Pick the most globally satisfying action of the conflicted actions, or among conflicted actions and the synthesized actions if SYNTHESIZE_ACTIONS=1.

High-level overview:

• Determine action range: ([min_x, min_y, min_z], [max_x, max_y, max_z])
• Uniformly randomly select vectors within this range. (note: right now, sampling each component from its own generator)
  • Number of candidate vectors to select is dependent on the size of the range of actions. Right now, within a dimension, the range is multiplied by some number S. (e.g., S=10, then we will sample 10 vectors per 1 unit of range). So with the range ([-1, -1, -1], [1,1,1], we would randomly sample 20*20*20 candidate vectors. This will probably take more than TICK_DURATION
• Estimate signal given an action estimate_signal()
  • Signal estimate makes best-attempt at estimating state that would be useful for comparing robustness values
  • To estimate signal, we need to be able to estimate the actual next velocity given our current velocity and the new velocity (drones can't change velocities instantaneously, sadly)
    • Some estimated acceleration is determined, and we calculate where we would be a few ticks into the future (so that the drone will have a chance to actually change its position, providing more meaningful results to SigFuns that rely only on positions (not just velocities))
    • We update the ego drone position & velocity by TICKS_TO_CORRECT ticks, but don't update the enemy drone position & velocity that much. This is because functionally it will provide the same relative robustness values and is far simpler.
• We can toggle CHOOSE_LEAST_DIFFERENT_ACTION in conjunction with SUGGEST_ACTION_RANGES to get smoother runs by choosing the action from the set of actions (if no conflict) that is most similar to the original mission action

PriorityCoordinator

Given a set of conflicted features, the action produced by the feature with the highest weight will be selected.

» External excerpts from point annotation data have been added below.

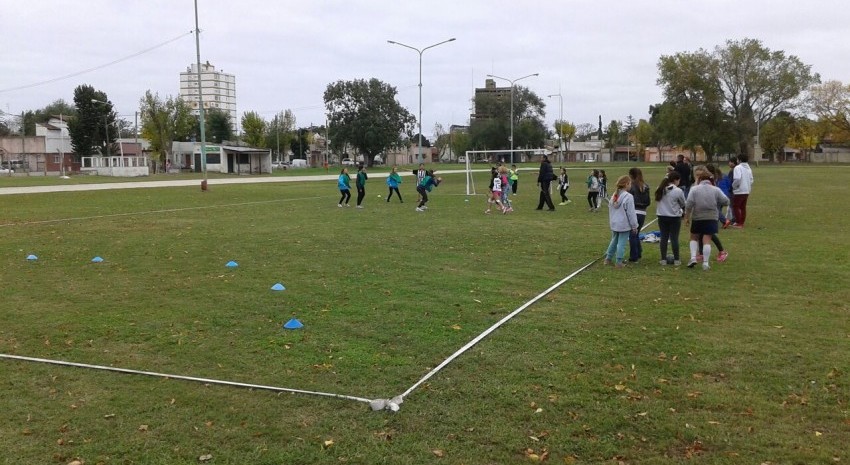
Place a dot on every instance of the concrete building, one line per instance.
(490, 90)
(217, 89)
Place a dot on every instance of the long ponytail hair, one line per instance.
(637, 179)
(668, 179)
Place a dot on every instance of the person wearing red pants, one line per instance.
(742, 184)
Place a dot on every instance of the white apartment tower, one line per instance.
(217, 88)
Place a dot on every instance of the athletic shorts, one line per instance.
(704, 227)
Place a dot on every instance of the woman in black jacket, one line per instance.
(640, 192)
(544, 178)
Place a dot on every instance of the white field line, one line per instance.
(185, 378)
(499, 323)
(489, 330)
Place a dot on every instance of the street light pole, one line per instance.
(561, 119)
(201, 115)
(105, 124)
(420, 52)
(512, 81)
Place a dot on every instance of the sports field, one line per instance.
(745, 363)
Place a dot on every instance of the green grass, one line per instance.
(746, 363)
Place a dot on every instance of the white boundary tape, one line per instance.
(477, 339)
(489, 330)
(185, 378)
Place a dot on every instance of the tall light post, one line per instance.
(512, 81)
(561, 120)
(201, 116)
(420, 52)
(105, 123)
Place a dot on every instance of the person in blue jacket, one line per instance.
(428, 182)
(393, 180)
(344, 185)
(361, 185)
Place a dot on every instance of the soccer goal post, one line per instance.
(493, 158)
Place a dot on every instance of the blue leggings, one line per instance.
(617, 246)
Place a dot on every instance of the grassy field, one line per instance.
(745, 363)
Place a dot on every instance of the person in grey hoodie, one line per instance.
(623, 220)
(669, 207)
(701, 211)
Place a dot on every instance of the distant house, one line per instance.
(220, 158)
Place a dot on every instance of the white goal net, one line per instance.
(490, 158)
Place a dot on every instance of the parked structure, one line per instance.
(233, 159)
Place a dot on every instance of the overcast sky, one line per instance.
(602, 56)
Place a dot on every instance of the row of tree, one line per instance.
(717, 100)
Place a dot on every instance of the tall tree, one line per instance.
(300, 142)
(644, 136)
(585, 131)
(415, 139)
(754, 83)
(218, 127)
(163, 122)
(774, 136)
(254, 129)
(441, 139)
(805, 135)
(94, 123)
(830, 101)
(693, 113)
(367, 115)
(279, 132)
(615, 134)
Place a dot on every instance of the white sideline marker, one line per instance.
(185, 378)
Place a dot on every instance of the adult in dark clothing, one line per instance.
(544, 178)
(361, 185)
(640, 192)
(686, 177)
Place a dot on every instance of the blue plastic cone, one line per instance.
(293, 324)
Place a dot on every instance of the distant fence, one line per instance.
(117, 165)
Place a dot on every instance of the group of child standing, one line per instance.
(425, 182)
(502, 182)
(701, 208)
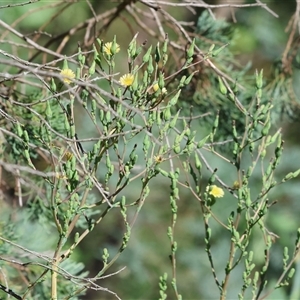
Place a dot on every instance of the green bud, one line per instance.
(202, 142)
(147, 55)
(259, 79)
(92, 68)
(190, 50)
(222, 87)
(174, 100)
(157, 55)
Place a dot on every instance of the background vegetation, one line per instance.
(110, 189)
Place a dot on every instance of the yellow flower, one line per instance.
(155, 87)
(107, 48)
(67, 75)
(127, 80)
(215, 191)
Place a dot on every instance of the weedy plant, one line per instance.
(143, 125)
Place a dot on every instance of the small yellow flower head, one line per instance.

Implementation details to know if you want to extend this code

Unpleasant implementation details

• x refers to north, y refers to east, z refers to down. This is know as NED coordinates.
  • NOTE: down is a confusing position component, because actual (relative) altitude is -down
    (e.g., 2 m above the ground corresponds to down=-2)
• The current config file situation is terrible
• Leading/trailing whitespace in the strings of Signal::value() lookups can cause distress – It may silently provide you the value of something else.
• When adding variables to the config file, you need to add it in like 3 places. Beware copy/paste in setVar because you want to set the right variable and this can fail silently.